Hypoplasia of the left atrium is seen in hypoplastic left heart syndrome, which is caused by diminished flow through the left heart structures during development. The left ventricle is small and nonfunctional, along with atresia of the aortic and mitral valves. The left atrium is either small or normal. The aortic arch is hypoplastic or has coarctation. Atrial septal defect is present, but the ventricular septum is usually intact. Hypoplasia of the right atrium is seen in hypoplastic right heart syndrome, in which there is pulmonary valve atresia, small right ventricle, small tricuspid valve, and small hypoplastic pulmonary artery. The right atrium is either small or normal in size.
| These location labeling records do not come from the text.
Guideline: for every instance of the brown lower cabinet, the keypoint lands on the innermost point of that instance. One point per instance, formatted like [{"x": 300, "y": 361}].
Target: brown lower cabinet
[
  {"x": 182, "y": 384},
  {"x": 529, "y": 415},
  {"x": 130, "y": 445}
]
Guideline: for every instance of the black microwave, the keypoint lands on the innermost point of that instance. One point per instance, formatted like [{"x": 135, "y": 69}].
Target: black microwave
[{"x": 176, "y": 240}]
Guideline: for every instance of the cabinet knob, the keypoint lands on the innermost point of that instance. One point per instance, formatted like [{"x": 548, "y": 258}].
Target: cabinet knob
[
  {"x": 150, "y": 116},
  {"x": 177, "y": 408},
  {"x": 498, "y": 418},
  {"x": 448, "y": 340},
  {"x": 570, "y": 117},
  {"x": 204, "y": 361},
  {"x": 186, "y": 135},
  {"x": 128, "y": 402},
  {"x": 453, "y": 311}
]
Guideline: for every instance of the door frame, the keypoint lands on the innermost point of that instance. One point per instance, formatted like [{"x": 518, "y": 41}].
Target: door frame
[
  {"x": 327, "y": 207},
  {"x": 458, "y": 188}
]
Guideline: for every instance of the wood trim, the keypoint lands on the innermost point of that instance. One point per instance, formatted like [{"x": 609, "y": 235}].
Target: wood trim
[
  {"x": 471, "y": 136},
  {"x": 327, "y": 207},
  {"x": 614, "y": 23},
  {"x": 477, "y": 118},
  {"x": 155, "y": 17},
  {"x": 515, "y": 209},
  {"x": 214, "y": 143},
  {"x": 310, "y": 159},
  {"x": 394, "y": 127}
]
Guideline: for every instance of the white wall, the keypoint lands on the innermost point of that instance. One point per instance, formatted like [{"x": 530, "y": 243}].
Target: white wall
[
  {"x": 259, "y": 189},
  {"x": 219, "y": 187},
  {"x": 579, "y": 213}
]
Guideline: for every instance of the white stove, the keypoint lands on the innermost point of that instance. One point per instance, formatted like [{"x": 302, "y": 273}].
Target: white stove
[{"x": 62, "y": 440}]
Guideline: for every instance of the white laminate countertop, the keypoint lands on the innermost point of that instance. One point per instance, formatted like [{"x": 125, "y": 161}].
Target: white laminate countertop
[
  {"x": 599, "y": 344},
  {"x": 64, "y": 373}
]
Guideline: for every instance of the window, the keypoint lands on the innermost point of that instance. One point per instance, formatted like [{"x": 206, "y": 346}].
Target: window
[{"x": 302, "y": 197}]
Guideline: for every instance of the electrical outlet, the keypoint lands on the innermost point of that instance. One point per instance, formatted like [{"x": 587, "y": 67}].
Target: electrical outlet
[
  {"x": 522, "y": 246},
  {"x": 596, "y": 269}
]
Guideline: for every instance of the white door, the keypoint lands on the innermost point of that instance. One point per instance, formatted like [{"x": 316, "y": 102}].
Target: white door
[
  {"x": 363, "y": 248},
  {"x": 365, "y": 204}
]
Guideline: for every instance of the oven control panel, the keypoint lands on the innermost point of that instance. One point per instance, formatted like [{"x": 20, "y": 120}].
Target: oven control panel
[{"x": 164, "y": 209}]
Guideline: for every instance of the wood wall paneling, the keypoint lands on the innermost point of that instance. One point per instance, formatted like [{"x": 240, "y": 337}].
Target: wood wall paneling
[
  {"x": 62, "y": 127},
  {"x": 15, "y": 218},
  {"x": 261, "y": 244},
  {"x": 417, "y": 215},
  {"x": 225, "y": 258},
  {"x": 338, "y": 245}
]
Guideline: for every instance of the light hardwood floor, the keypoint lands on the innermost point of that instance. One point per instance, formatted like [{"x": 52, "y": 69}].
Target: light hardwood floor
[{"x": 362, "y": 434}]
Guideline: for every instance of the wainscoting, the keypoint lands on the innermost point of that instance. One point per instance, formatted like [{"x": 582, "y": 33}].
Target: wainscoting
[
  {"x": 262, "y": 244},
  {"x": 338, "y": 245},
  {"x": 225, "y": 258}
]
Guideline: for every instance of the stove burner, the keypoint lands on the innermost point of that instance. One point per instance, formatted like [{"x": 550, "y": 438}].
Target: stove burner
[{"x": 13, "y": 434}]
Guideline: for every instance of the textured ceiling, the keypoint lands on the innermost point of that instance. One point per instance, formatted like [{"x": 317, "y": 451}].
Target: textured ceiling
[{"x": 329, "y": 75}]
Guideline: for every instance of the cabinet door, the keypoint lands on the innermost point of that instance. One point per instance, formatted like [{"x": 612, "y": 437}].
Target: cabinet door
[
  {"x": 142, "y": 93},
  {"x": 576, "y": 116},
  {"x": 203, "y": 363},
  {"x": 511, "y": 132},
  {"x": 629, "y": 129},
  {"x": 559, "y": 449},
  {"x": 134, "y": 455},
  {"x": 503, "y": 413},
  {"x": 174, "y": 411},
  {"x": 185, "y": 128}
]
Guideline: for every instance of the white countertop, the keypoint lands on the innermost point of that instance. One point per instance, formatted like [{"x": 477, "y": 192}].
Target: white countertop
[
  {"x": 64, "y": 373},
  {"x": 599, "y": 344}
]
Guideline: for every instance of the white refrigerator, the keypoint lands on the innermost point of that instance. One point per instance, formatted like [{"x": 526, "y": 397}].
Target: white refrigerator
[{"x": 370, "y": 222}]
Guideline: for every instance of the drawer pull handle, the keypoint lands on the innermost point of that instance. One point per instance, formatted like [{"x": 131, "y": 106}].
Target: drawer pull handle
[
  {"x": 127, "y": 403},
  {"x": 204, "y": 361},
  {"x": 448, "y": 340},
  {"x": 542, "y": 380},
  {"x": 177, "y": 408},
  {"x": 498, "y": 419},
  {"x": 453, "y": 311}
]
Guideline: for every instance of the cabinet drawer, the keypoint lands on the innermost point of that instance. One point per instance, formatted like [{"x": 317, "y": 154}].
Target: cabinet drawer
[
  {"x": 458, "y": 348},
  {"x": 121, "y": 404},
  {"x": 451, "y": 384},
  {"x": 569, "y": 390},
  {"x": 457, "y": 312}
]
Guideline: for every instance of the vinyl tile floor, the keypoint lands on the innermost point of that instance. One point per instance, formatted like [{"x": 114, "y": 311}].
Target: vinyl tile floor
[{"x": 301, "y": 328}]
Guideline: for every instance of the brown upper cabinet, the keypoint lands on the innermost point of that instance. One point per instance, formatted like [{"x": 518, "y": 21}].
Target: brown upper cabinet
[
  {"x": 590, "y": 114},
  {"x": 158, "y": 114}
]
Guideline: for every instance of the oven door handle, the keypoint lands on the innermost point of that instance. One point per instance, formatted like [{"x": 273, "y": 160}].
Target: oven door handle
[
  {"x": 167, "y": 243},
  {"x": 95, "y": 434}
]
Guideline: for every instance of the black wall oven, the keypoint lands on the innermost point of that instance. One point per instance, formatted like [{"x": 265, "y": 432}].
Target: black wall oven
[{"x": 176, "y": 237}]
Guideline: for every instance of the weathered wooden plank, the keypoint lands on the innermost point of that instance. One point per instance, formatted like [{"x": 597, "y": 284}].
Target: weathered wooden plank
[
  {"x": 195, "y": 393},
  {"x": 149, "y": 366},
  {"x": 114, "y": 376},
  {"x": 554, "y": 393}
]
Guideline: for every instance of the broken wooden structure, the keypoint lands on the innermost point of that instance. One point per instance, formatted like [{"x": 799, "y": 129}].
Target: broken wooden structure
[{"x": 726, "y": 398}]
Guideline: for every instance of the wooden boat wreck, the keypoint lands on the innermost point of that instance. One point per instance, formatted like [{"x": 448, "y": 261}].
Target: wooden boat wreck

Cor triatriatum sinister is a congenital anomaly in which a fibromuscular membrane divides the left atrium into a proximal posterosuperior chamber and a distal anteroinferior chamber ( Fig. 40-6 ). The membrane has variable size and shape, and is either imperforate or fenestrated. The pulmonary veins typically open into the proximal chamber, and the distal chamber communicates with the mitral valve and the left atrial appendage. Very rarely, pulmonary veins may open in the distal chamber. In a subtotal cor triatriatum either the right or left pulmonary veins drain into the proximal chamber. Clinical symptoms depend on the size of the ostium and associated cardiac anomalies, such as anomalous pulmonary venous drainage. Cor triatriatum should be distinguished from a supravalvar membrane because in this condition the left atrial appendage is located proximal to the dividing membrane that is attached to the atrial surface of the mitral valve or superior to mitral annulus. Cor triatriatum dexter is a similar anomaly involving the right atrium.